A Deep Neural Network Approach to Fare Evasion
Johannes van der Vyver
TL;DR
This work addresses fare evasion in public transport by predicting passenger actions from time-series keypoint data extracted from video, using an LSTM-based CAR framework and proposing ReID integration for enhanced accuracy. The method processes 3-second keypoint windows to classify payments versus evasions, with evaluation via confusion matrices and real-time footage validation. Key findings show the LSTM achieves strong predictive performance and outperforms a baseline MLP, suggesting that a CNN–LSTM–ReID combination could further reduce fare loss and reliance on inspectors.

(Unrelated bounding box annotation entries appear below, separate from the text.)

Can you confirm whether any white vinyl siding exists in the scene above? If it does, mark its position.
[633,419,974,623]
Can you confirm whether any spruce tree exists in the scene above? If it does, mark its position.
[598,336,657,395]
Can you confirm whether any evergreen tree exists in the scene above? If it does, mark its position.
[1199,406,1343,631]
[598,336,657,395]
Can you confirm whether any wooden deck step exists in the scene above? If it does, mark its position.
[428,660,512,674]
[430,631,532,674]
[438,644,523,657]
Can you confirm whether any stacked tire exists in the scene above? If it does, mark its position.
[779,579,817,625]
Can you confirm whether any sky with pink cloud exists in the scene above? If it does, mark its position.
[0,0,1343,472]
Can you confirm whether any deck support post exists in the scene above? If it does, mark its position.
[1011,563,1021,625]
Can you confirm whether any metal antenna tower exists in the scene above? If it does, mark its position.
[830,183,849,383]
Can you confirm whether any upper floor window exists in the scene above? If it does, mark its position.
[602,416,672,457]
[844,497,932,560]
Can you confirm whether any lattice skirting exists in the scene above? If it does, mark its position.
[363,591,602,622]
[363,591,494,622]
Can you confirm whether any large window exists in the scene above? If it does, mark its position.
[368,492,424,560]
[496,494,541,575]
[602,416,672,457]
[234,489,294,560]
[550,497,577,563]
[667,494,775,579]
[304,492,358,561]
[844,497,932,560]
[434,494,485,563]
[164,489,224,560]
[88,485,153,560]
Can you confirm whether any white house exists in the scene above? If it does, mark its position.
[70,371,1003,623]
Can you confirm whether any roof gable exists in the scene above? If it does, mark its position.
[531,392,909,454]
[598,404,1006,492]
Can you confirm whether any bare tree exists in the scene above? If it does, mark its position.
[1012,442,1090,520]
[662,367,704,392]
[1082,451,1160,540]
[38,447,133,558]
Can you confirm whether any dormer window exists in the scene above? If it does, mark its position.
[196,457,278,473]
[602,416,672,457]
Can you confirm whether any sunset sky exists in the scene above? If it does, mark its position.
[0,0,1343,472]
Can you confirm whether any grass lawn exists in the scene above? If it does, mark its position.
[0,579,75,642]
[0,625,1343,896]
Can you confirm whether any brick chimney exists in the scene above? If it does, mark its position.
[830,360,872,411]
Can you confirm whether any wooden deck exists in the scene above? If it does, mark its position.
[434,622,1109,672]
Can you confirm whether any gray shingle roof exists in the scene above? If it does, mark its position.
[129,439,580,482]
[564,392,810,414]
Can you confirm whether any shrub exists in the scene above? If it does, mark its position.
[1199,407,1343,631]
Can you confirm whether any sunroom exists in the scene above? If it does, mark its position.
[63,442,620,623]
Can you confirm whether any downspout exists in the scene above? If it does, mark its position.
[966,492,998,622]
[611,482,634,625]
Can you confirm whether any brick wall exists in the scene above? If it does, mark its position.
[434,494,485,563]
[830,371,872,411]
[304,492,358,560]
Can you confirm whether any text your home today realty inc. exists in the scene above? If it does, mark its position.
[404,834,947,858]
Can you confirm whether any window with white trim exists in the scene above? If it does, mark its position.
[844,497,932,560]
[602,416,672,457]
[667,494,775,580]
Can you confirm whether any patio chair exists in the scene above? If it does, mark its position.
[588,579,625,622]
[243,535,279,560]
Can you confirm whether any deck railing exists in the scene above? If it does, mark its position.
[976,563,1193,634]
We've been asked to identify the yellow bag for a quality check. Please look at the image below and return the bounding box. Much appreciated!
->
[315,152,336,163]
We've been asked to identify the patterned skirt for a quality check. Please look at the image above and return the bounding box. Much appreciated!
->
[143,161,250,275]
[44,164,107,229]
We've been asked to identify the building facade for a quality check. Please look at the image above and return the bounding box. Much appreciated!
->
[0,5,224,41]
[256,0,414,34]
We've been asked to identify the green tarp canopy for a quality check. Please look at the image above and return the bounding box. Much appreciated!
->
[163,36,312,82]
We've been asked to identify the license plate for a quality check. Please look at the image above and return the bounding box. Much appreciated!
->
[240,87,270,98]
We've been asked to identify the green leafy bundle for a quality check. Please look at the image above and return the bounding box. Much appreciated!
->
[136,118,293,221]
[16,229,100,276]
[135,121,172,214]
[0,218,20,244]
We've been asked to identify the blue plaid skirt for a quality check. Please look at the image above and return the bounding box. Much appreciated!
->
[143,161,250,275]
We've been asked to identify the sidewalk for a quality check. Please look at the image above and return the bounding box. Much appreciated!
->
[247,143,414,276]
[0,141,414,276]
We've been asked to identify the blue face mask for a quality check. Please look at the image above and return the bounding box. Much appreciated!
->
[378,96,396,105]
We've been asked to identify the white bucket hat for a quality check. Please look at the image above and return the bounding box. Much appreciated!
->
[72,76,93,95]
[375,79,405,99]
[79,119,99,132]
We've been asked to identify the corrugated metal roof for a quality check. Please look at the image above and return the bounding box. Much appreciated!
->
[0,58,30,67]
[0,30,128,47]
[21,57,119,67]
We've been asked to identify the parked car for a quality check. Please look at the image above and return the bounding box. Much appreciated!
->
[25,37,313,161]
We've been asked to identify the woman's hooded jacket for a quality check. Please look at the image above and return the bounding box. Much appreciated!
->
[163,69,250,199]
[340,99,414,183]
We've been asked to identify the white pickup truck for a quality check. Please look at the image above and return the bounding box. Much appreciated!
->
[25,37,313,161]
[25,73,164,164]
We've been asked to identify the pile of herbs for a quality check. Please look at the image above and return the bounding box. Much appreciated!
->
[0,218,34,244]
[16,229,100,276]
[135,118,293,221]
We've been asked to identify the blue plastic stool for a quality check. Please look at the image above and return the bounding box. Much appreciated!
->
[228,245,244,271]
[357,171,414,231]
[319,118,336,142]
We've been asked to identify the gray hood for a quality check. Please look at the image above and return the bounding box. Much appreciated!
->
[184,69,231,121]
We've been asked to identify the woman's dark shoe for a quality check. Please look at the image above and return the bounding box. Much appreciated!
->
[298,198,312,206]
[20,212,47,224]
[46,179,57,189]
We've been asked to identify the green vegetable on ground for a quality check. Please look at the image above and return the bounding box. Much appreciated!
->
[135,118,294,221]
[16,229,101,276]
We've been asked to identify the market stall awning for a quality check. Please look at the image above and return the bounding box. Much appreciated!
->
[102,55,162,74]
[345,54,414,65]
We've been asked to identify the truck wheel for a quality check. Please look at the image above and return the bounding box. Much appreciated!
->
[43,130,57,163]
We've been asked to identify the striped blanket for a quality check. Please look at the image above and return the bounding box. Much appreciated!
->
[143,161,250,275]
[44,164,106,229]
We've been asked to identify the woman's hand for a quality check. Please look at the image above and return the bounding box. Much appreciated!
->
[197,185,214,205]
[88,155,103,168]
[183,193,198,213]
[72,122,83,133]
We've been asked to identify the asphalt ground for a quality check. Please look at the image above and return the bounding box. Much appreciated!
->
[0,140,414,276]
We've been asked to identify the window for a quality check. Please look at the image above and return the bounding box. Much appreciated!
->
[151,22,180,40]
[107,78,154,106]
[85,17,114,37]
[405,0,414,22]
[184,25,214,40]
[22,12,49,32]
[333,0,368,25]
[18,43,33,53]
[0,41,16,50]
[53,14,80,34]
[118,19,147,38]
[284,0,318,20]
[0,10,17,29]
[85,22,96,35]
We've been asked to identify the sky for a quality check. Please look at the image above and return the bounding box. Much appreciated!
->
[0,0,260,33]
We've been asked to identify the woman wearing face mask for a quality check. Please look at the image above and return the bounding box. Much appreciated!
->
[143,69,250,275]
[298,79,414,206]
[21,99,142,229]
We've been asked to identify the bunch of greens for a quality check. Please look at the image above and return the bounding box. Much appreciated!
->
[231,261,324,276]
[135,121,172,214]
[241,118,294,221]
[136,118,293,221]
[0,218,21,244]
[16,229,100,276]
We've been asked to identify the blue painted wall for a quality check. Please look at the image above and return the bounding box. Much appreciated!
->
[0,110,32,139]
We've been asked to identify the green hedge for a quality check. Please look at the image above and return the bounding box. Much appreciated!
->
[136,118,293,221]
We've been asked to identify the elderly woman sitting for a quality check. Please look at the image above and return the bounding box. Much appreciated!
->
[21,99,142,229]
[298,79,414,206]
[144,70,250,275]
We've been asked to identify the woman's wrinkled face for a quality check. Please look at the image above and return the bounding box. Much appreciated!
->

The study has practical implications for deploying automated, real-time fare-duty monitoring in public transit, while noting limitations such as dataset scope and potential keypoint-detection errors, and outlining directions for broader evasion modalities and hardware deployment.
Abstract
Fare evasion is a problem for public transport companies, with LSTM models this issue can help companies get an analytical insight into where this issue occurs the most, to prevent capital loss. In addition to the financial burden this problem causes, having more inspectors is not enough to alleviate the problem. The purpose of this study is to find a different way to predict fare evasion in the public transport sector. Through the use of keypoint extractions of passengers in video footage, an LSTM model is trained on those keypoints to help predict the actions of passengers between payments and evasions. The results were promising when it came to predicting the actions of passengers on real-time footage. Thus a sophisticated approach can help to decrease the fare evasion problem. A ReID model can be used alongside the LSTM model for better accuracy, as there is always the chance that a person might only pay for the fare at a later stage. With both models, it is possible for public transport companies to start narrowing down where the root of their fare evasion problems emerges.